ギャラリーと図書室の一隅で

読んで、観て、聴いて、書く。游文舎企画委員の日々の雑感や読書ノート。

関根哲男展「原生」 エネルギーホール6月30日~7月2日

2023年06月30日 | 展覧会より


游文舎では7月2日からたかはし藤水さんのインスタレーション「雫」展が始まるのだが、一足早く、エネルギーホールでは関根哲男さんの「原生」展が始まっている。
週末三日間だけなので、紹介させていただく。







遠目にはいつものように90㎝四方のパネルに何か貼り付けたものにしか見えない(「しか」と言いつつ、いつも素材には驚かされているのだが)
ところがさすがに今回はびっくりだ。何と人毛だ。床屋さんに頼んで半年分集めたという。それをボンドで古着のズボンに貼り付ける。身につけていた、というよりもついさっきまで人体の一部だったはずだ。
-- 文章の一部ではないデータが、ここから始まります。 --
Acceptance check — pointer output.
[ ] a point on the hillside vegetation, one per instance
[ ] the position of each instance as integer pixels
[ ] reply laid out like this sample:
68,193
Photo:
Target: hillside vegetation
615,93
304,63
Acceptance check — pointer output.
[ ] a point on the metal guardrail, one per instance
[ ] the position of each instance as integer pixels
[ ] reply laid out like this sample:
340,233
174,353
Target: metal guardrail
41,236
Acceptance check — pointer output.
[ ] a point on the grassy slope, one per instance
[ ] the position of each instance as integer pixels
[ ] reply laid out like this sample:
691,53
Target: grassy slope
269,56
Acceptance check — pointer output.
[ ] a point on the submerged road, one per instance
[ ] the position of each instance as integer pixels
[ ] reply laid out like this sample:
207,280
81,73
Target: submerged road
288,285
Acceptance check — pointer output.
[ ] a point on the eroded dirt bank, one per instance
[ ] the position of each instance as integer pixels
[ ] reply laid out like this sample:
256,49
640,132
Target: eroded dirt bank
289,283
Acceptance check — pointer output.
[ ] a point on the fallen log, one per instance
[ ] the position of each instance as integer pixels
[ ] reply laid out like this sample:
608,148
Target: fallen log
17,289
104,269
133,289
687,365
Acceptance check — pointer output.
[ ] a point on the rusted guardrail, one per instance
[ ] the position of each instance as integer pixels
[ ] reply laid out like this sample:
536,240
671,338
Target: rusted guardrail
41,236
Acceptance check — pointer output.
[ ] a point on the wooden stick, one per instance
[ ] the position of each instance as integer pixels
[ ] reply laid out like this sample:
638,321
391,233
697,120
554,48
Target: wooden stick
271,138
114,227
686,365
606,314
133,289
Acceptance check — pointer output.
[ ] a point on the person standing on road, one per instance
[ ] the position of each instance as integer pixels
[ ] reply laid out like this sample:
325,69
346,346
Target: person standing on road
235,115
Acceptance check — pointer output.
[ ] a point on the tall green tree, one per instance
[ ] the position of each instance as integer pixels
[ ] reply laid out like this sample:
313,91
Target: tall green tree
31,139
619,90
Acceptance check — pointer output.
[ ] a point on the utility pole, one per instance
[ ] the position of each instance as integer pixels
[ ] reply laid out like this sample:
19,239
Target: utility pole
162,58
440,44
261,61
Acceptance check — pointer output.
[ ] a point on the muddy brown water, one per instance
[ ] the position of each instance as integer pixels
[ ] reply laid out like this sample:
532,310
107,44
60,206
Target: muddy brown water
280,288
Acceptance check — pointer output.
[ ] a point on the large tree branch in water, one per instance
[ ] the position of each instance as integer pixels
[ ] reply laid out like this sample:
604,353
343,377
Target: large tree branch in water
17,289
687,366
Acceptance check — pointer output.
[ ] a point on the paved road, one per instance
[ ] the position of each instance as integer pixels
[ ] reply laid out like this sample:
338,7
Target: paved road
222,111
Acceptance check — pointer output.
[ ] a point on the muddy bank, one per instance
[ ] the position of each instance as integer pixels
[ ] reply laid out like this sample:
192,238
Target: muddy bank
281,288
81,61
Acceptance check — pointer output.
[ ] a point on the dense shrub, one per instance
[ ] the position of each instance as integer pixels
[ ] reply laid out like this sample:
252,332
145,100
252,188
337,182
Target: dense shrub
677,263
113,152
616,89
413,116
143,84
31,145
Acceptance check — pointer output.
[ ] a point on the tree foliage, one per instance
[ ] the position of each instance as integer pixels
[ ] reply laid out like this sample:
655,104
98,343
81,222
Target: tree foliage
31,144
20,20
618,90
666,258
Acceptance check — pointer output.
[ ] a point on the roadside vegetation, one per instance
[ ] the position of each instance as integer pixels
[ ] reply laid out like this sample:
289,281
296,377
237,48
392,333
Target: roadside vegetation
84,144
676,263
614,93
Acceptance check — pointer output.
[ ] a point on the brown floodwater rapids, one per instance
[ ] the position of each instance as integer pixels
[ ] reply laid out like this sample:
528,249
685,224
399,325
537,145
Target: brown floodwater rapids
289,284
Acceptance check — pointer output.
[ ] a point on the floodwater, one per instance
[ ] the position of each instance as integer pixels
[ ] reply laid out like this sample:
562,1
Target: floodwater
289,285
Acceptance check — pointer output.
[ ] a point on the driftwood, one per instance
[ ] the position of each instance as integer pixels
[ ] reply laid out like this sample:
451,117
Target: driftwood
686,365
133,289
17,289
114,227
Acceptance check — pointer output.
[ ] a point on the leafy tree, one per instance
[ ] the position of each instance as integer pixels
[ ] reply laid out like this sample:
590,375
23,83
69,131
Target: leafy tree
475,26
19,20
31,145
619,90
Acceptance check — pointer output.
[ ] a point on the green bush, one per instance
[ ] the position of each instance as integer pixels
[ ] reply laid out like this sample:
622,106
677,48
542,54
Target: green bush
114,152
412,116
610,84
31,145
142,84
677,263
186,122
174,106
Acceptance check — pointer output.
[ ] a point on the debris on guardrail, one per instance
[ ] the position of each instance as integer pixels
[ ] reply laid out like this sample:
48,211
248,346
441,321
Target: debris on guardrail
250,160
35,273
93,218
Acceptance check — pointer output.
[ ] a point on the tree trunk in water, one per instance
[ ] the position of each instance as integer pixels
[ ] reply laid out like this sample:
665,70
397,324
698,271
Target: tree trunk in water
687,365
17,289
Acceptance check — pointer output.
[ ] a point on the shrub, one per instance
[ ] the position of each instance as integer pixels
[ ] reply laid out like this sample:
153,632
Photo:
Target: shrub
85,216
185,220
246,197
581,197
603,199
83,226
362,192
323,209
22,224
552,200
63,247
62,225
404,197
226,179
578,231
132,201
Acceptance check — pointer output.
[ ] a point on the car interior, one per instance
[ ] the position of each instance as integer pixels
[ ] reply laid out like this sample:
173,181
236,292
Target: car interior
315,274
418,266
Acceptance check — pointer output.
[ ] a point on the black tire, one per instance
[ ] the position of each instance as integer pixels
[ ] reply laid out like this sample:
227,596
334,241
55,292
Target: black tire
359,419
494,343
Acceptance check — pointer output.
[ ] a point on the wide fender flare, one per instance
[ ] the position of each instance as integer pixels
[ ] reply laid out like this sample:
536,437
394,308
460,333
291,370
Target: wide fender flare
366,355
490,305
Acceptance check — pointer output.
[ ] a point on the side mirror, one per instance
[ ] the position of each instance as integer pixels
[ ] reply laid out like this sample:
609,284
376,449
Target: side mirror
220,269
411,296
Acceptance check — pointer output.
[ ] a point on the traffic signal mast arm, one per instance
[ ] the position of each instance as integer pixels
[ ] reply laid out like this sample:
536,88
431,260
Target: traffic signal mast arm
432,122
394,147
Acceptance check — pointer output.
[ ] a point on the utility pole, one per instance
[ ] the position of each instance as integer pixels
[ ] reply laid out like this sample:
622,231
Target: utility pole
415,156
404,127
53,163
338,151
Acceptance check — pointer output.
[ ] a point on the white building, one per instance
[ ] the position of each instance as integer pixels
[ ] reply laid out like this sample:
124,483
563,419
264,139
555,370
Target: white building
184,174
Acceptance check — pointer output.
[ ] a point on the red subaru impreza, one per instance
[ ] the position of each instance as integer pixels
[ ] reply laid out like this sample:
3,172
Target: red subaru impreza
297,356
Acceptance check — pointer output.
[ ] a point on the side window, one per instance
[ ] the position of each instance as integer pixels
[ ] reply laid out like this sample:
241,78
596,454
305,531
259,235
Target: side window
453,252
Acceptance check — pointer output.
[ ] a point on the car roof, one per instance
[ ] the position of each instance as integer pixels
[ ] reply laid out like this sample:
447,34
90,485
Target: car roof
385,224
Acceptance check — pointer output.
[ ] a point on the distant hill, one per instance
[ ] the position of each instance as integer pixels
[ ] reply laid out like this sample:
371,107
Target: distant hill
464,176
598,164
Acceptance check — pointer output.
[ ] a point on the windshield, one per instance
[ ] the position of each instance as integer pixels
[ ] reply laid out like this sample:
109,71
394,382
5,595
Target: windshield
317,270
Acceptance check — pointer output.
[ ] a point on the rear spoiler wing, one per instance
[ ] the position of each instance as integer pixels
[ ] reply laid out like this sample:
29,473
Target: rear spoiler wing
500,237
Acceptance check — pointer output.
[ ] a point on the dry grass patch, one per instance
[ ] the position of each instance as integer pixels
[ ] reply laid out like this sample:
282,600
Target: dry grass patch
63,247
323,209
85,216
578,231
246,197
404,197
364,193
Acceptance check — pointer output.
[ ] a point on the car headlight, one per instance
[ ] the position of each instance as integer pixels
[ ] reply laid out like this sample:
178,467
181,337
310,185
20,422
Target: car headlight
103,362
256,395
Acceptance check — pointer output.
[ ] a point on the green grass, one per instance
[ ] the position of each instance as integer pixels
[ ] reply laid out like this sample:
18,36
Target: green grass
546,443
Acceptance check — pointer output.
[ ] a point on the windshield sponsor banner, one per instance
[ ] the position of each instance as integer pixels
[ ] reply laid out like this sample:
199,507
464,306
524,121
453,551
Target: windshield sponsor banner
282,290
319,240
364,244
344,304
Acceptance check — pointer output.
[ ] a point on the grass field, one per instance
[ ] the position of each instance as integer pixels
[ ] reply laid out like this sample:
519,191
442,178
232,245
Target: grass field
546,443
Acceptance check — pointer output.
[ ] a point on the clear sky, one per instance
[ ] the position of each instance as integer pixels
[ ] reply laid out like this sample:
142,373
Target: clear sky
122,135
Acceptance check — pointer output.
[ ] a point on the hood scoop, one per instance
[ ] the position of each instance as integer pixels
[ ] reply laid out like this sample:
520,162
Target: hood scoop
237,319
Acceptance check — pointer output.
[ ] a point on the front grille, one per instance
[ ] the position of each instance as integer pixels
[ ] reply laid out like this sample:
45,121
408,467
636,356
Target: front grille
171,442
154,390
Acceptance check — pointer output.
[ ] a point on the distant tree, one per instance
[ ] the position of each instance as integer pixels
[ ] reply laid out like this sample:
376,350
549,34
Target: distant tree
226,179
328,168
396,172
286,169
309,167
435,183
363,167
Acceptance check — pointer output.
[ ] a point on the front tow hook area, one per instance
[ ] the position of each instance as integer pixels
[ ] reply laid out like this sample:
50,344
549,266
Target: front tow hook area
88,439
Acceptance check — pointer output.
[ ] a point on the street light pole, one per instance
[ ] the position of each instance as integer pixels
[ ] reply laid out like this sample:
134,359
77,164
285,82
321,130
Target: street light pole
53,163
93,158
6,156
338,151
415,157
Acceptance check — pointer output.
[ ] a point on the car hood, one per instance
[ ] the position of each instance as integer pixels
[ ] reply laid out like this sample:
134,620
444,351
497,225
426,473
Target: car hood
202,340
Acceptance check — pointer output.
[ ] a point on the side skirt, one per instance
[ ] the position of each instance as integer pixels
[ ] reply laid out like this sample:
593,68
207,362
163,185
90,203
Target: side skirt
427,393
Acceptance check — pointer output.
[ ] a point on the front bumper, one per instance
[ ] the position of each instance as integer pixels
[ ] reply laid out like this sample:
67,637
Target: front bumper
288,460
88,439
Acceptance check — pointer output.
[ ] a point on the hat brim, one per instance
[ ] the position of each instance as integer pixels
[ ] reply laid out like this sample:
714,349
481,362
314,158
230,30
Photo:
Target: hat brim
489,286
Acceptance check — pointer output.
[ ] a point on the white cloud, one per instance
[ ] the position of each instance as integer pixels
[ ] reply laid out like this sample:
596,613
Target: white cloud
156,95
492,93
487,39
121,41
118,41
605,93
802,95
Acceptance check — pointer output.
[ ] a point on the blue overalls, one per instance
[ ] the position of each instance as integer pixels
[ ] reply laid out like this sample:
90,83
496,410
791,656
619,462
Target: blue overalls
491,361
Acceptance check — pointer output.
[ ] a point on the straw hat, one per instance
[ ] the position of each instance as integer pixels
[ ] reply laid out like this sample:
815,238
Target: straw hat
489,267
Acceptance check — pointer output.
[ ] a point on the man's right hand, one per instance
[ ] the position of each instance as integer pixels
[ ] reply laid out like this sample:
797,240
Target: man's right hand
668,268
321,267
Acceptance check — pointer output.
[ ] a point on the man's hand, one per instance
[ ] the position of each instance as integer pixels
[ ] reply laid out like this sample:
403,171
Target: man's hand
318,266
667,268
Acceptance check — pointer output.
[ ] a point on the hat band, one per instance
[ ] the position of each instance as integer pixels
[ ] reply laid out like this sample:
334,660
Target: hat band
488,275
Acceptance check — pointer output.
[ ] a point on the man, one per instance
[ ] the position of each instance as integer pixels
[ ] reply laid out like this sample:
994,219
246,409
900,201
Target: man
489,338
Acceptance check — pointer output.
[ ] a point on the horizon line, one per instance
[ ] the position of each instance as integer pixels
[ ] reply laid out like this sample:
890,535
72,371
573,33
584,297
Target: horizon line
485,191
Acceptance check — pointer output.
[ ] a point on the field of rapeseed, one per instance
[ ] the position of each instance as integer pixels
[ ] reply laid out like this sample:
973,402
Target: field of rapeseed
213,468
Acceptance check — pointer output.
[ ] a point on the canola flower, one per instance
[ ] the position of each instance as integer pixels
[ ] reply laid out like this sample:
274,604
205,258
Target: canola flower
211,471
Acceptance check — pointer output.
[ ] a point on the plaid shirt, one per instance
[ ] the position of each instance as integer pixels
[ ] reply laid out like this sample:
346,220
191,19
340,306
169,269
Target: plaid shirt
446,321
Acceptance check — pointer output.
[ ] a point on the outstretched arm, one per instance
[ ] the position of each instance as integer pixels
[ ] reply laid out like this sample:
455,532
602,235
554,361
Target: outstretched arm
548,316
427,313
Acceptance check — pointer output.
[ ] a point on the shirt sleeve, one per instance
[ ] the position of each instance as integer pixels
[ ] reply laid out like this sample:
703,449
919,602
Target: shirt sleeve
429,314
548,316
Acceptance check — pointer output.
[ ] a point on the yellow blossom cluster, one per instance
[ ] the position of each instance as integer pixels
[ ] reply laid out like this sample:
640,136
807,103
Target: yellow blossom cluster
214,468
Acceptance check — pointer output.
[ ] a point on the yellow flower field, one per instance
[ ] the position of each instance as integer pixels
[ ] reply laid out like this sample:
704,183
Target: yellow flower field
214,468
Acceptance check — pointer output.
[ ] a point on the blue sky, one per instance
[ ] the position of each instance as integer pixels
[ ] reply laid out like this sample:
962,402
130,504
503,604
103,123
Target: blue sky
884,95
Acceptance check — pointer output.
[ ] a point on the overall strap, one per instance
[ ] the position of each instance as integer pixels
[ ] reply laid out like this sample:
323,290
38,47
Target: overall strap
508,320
「モノ」としての生々しさがこれまでにないほど伝わってくる。しかも呪力と深い関わりを持つ。位牌や墓をテーマにしたときのようなあっけらかんとした感じはない。それでもこれまで通り、素材の意味を換骨奪胎し、黙々と貼り付けていく。本当に意味はないのか?人は、毛糸なら何とも思わないのに、いわゆる薄気味悪さ、ぞわぞわした感じを抱かずに見ることは出来ない。意味とは人が勝手に作り上げているのだろうか。
しかし、繰り返すが全体を見るとそれらは神聖な空間にも見える。関根さんのひたすらの「営為」が空間を支配しているのだ。週末、ぜひご高覧下さい。